Even when a lawyer does not actually assert an unauthorized charging lien, the lawyer may run afoul of the Rules by inaccurately characterizing his or her right to a lien in the fee agreement. It is permissible to discuss charging liens in a fee agreement, but the reference thereto must explain the limited circumstances under which the lawyer is legally authorized to assert such a lien. It is false and misleading in violation of Rule 1.5(a) and Rule 4.1 for a fee agreement to state that, if discharged prior to the conclusion of the case, the lawyer will have a lien against any subsequent recovery by the client.
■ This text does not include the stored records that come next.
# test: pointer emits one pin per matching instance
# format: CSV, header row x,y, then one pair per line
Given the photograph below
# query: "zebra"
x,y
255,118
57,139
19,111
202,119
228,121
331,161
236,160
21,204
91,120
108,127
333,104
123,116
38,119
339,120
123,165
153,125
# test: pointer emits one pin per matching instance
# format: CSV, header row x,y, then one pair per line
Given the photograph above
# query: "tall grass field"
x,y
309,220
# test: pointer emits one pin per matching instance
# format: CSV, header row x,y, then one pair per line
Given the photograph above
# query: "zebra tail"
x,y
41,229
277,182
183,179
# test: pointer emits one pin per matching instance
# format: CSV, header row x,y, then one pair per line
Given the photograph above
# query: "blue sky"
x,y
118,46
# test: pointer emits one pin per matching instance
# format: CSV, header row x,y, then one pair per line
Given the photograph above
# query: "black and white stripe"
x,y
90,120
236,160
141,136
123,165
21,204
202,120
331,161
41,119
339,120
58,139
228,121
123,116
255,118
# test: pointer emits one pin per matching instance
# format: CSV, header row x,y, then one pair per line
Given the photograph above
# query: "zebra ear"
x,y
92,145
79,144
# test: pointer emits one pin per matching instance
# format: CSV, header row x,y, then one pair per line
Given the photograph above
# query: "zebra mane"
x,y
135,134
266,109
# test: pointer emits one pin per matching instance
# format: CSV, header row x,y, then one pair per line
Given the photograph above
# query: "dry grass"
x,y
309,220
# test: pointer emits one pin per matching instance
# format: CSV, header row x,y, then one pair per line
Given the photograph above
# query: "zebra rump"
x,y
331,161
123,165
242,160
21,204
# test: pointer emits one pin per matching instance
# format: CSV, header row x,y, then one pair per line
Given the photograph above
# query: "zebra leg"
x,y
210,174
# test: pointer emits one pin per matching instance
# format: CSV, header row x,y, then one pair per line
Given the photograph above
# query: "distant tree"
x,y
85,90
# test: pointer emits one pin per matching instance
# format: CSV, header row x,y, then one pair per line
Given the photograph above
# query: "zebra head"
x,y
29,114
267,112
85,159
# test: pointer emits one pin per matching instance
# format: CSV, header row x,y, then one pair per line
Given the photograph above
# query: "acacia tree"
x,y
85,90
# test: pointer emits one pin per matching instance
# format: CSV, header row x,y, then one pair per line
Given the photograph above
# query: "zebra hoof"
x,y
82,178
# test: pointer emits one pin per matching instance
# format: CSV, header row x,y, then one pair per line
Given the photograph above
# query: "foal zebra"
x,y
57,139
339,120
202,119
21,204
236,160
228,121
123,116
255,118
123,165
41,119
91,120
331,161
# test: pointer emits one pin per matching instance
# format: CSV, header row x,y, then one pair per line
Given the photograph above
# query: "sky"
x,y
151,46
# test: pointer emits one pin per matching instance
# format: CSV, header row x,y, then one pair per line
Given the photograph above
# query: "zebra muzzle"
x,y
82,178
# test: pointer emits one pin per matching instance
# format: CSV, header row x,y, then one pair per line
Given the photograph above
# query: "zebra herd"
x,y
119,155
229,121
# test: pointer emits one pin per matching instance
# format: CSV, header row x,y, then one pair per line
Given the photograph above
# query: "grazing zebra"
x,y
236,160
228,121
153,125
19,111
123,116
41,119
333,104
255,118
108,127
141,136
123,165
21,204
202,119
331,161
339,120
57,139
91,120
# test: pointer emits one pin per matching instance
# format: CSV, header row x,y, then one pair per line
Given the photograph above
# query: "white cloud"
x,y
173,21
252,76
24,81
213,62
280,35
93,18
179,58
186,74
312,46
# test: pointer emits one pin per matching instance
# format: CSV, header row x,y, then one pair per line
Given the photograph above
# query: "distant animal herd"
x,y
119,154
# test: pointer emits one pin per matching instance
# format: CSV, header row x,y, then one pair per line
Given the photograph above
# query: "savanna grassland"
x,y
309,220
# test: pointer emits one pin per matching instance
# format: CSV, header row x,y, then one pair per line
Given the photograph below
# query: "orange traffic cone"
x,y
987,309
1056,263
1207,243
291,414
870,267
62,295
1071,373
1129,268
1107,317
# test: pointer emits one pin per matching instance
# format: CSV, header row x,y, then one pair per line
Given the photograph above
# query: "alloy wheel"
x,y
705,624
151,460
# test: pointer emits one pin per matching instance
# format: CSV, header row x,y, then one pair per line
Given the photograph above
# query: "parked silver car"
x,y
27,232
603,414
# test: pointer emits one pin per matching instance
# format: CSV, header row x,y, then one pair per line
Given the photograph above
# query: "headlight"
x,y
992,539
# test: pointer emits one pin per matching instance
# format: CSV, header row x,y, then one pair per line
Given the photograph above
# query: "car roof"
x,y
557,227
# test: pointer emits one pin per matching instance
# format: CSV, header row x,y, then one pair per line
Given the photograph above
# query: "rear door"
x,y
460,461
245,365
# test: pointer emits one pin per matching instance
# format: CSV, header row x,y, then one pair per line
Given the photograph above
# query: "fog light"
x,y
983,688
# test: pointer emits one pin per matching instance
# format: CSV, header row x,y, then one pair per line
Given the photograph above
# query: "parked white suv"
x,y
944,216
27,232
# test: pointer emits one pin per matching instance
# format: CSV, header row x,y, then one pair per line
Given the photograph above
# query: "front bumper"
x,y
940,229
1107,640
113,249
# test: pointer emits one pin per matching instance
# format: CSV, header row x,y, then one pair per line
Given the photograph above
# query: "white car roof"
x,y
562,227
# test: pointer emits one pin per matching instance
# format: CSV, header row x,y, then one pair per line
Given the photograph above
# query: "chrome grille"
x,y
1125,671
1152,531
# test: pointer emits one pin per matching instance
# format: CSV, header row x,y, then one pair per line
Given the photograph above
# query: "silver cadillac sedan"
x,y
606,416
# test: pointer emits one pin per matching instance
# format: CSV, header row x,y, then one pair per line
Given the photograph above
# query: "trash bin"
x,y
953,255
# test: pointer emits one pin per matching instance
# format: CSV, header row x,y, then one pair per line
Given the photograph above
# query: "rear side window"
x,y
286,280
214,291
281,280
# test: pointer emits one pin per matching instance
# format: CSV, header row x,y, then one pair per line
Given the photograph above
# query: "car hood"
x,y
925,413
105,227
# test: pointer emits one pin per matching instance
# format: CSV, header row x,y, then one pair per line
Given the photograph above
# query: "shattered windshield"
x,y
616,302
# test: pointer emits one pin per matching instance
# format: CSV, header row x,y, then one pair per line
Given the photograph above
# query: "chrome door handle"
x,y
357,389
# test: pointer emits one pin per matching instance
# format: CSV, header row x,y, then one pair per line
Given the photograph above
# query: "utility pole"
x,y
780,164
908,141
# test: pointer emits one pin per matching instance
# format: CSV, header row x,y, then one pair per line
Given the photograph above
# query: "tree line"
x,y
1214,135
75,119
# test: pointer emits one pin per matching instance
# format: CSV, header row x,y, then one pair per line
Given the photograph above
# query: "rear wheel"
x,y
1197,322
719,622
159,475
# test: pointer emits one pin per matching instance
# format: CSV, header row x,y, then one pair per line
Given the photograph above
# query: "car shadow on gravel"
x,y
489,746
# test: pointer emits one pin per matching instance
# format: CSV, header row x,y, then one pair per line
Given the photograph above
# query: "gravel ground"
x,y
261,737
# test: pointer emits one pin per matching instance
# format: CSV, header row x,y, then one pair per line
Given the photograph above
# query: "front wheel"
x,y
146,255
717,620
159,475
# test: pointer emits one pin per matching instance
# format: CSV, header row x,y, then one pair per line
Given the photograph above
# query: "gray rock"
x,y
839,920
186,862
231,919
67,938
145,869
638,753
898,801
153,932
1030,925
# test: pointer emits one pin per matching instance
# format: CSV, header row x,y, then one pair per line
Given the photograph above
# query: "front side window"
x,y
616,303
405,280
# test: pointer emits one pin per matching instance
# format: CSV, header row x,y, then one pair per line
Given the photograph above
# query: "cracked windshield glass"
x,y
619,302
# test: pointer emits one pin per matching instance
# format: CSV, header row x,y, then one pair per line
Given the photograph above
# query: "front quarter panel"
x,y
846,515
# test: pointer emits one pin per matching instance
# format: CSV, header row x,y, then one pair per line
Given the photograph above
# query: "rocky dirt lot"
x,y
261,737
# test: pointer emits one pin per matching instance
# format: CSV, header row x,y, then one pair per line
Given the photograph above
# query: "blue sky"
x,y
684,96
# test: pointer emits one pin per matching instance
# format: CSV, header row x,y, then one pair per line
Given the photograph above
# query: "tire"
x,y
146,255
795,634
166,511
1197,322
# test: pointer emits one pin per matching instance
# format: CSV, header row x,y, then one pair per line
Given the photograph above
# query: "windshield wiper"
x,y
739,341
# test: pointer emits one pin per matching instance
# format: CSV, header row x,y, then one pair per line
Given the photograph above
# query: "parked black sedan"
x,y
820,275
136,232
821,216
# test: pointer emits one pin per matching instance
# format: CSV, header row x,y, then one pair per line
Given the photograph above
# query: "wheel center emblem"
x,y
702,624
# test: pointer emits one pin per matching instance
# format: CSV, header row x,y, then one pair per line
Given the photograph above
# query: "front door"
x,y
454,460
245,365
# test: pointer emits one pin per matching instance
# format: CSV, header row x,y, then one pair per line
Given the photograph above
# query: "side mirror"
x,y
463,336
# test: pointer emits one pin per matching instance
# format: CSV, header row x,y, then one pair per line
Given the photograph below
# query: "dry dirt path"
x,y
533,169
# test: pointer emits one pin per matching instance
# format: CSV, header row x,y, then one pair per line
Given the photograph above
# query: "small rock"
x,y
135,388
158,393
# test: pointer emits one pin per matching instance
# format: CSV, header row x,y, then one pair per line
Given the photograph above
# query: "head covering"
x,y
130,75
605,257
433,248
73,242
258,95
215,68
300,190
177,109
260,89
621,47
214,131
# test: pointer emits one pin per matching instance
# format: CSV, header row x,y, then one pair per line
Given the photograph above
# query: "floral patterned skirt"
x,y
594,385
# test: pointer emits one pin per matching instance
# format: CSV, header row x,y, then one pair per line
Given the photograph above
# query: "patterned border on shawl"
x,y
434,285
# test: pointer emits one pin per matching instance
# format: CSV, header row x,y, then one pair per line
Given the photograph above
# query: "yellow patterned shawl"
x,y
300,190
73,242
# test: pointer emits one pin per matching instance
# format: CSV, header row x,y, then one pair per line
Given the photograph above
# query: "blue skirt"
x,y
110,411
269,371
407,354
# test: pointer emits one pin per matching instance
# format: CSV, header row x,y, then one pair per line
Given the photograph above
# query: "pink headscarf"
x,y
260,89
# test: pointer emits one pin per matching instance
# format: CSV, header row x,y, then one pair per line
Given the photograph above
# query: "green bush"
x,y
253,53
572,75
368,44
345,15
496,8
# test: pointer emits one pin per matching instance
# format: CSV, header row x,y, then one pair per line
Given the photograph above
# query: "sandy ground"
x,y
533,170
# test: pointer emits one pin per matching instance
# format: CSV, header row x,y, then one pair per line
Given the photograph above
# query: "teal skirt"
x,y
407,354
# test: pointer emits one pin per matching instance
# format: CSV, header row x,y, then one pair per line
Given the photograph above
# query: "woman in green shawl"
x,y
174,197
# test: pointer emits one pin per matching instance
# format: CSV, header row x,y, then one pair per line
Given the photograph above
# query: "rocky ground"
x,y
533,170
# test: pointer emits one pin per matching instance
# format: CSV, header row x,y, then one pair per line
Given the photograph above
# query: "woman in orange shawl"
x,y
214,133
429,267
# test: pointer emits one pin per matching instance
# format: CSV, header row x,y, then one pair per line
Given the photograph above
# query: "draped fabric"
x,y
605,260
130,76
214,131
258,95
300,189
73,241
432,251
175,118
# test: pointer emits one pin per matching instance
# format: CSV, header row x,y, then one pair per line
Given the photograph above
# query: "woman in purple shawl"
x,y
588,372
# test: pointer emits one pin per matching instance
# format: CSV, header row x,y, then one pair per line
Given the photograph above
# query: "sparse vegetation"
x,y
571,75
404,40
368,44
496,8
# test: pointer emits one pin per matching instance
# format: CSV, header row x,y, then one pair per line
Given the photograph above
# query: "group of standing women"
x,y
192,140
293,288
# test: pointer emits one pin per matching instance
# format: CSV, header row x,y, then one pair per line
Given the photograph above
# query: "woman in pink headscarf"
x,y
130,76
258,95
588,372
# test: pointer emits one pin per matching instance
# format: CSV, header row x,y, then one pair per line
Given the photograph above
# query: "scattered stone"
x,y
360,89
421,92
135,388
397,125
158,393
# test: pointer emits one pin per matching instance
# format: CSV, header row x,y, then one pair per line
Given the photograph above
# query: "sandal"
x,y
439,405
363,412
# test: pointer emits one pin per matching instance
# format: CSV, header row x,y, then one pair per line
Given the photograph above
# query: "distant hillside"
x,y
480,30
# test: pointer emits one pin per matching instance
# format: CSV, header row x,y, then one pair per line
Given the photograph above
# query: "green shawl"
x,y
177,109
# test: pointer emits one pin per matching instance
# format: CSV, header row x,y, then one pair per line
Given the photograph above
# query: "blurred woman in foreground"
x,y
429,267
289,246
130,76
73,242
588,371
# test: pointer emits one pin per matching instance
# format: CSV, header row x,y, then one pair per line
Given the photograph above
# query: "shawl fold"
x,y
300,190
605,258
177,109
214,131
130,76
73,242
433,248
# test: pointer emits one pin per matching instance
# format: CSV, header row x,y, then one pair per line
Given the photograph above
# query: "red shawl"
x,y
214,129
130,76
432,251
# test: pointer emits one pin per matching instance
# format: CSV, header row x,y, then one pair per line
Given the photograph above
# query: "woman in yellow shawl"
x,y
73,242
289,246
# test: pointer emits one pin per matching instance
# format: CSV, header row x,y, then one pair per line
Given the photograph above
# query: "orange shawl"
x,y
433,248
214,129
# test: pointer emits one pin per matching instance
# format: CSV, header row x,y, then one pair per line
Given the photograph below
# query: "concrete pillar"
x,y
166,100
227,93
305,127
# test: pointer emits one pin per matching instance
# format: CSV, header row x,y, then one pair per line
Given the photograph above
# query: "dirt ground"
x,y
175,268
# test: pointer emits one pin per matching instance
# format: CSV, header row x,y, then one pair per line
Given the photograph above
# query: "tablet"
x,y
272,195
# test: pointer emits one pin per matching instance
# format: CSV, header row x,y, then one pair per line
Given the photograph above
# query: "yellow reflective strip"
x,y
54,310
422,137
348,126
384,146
In addition, this type of inaccurate blanket assertion has a chilling effect on a client’s right to terminate the relationship before the case is resolved, and thereby compromises a client’s right to be represented by whom the client pleases.
Lawyers must be honest and candid about not only their clients’ rights, but also their own. A lawyer—even one left uncompensated for legal work—may not misrepresent the law, including the law of North Carolina that strictly limits the lawyer’s right to assert a charging lien. n
Carmen Hoyme is deputy counsel at the North Carolina State Bar.
1. In the absence of clarification from the courts, an “entry” of settlement requires the execution of a release by the client and the filing of a voluntary dismissal with prejudice. In practice, the final accounting for the client’s funds, see Rule 1.15-3(d), prepared by the lawyer concluding the matter, generally is signed by the client at the time the release is executed. The final accounting should note a fee disbursement to the lawyer who concluded the matter and the client’s consent thereto.
2. Rule 1.6(b)(6) allows a lawyer to disclose confidential client information as reasonably necessary “to establish a claim or defense on behalf of the lawyer in a controversy between the lawyer and the client.” However, assertion of a lien claim, when none is allowed by law, does not fall within this exception to the duty of confidentiality.